The other boy remained where he was, arms growing still once they were lazily folded atop his abdomen. Yuhui’s eyes watched a flock of birds move slowly above, he followed the gradual changes in the sky as if hypnotized by leisurely turning of the world. After a moment, he turned his chin back to his lover and gently said: “I love you, Lin’ai.”
The sellsword didn’t respond—not at first, anyways. Slowly he dropped his eyes from the black-violet-pink glazed sky, then closed them entirely. The smirk was gone from his features, his own confession stifled in his locked up music box chest. Lin forced himself to laugh, a soft breathy thing that he didn’t really feel. “…heh, that’s kinda cruel, isn’t it? You shouldn’t say that if you can’t be with me, Xun.”
“It’s how I feel. If you don’t like it, then you’re welcome to forget I said it.” Yuhui traced Lin’ai’s profile carefully. “Why is it that I have to go? Why are you unable to stay? Why is it me not being able to be with you?”
“Who sneaks out to see me? Who evaporates at daybreak? You don’t even let me walk you home.” Lin’ai finally looked over, tired of keeping up the game face. He was softer now, with the trappings of heartbreak in his eyes. “You’re either in love with a secret or ashamed of what you’re doing—and I’m not condemning you for it, Xun. I get it. I really do. And if that’s how it is, you know, it’s alright. I just…” Lin groaned and laid back abruptly, palms pressing into his eyes. “Ugh, I can’t. I can’t be in love with someone who’s only halfway here. It doesn’t go away during the day. Why do you have to?”
Xun started to redress himself, sitting up to ease the exertion of sliding back into his clothes. “Is that what it’ll take—seeing me during the day? Or are you giving up on me? I know I’ve not been fair to you, but if I mean something to you then let me make it right. I want to show you my life. I just need a minute to make that happen, okay?”

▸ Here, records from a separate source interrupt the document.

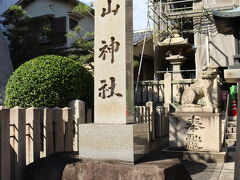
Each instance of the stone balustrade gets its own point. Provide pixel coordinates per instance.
(29, 134)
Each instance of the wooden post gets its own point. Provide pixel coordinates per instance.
(18, 142)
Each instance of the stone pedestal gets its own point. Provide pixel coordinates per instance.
(176, 61)
(123, 143)
(195, 131)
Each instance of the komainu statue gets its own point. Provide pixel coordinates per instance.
(201, 88)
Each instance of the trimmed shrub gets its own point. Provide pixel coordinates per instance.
(49, 81)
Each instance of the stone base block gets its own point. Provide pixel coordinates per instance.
(195, 131)
(201, 157)
(155, 170)
(123, 143)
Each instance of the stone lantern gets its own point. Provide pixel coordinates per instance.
(176, 45)
(228, 23)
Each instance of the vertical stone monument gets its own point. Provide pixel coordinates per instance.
(113, 135)
(6, 68)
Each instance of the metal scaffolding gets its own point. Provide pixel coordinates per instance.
(164, 13)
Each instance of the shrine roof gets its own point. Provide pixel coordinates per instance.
(235, 13)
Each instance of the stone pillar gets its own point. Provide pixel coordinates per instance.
(48, 132)
(79, 118)
(113, 71)
(4, 143)
(167, 89)
(6, 68)
(33, 138)
(58, 129)
(68, 124)
(113, 134)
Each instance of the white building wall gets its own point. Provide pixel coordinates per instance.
(57, 8)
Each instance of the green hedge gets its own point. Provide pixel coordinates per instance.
(49, 81)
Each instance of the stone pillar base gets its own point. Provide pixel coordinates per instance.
(122, 143)
(195, 131)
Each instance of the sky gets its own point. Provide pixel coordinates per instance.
(139, 13)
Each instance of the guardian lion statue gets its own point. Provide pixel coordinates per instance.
(201, 88)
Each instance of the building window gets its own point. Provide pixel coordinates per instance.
(72, 23)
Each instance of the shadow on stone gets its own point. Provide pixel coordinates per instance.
(51, 167)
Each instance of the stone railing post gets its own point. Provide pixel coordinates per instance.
(18, 142)
(33, 137)
(58, 130)
(68, 122)
(89, 116)
(48, 144)
(152, 122)
(78, 108)
(5, 147)
(167, 89)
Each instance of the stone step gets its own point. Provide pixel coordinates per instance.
(231, 136)
(141, 139)
(230, 142)
(231, 130)
(141, 149)
(232, 118)
(232, 124)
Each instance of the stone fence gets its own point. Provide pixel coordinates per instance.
(29, 134)
(168, 91)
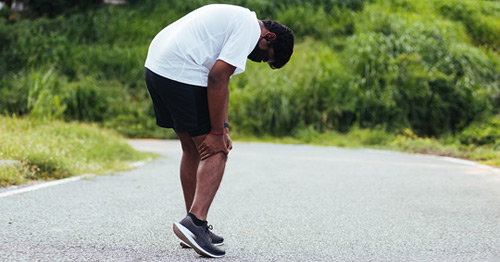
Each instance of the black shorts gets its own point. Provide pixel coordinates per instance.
(179, 106)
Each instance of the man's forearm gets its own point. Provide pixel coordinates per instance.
(218, 97)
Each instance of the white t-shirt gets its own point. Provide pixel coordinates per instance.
(186, 50)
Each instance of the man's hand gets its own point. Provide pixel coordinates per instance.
(213, 144)
(229, 142)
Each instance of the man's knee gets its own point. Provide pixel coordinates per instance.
(187, 144)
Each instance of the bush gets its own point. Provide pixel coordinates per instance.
(410, 72)
(482, 133)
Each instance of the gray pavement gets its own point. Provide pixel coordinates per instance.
(276, 203)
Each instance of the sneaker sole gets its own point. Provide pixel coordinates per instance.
(185, 235)
(185, 245)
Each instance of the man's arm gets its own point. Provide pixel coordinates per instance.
(218, 98)
(218, 94)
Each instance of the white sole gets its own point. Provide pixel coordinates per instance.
(186, 245)
(185, 235)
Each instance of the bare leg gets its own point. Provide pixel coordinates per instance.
(189, 167)
(209, 176)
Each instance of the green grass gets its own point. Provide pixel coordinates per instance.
(404, 141)
(53, 149)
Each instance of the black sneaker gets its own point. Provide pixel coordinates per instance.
(198, 237)
(216, 240)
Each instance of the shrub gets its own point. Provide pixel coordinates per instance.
(482, 133)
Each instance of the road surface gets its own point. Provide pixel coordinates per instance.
(276, 203)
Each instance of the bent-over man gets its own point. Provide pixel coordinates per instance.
(188, 67)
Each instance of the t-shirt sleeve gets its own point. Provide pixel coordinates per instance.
(243, 34)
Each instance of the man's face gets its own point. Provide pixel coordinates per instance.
(263, 52)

After a pause, the older boy dropped his arms but continued to stare up at the sky. His expression was more resigned now but a ghost of his crooked smile traced the lines of his lips like it was working up the courage to repossess him during this delicate moment. “What’s your surname, then? Who am I in love with?”
“Tian,” the boy responded, standing and pulling on his pants.
Frustrated again, Lin’ai stood and began to dress as well. “Gods, Xun, If you don’t want to tell me, just fucking say so. Don’t play with me,” Lin snapped as he pulled on his clothes. “There’s no one in the royal family named Xun. Why can’t you just be honest with me? Why is it so fucking hard?”
“My given name is Yuhui.” The prince tied his belt and began to walk back toward the city, now twinkling brighter than the stars fading in daybreak.
“And I’m Zao Lie, back from exile in the desert,” Lin sniped at Xun’s back but he didn’t follow. He simply laid himself back out on the dirt, cursing himself for not being better, not being worth an honest answer from this boy he’d lost his heart to.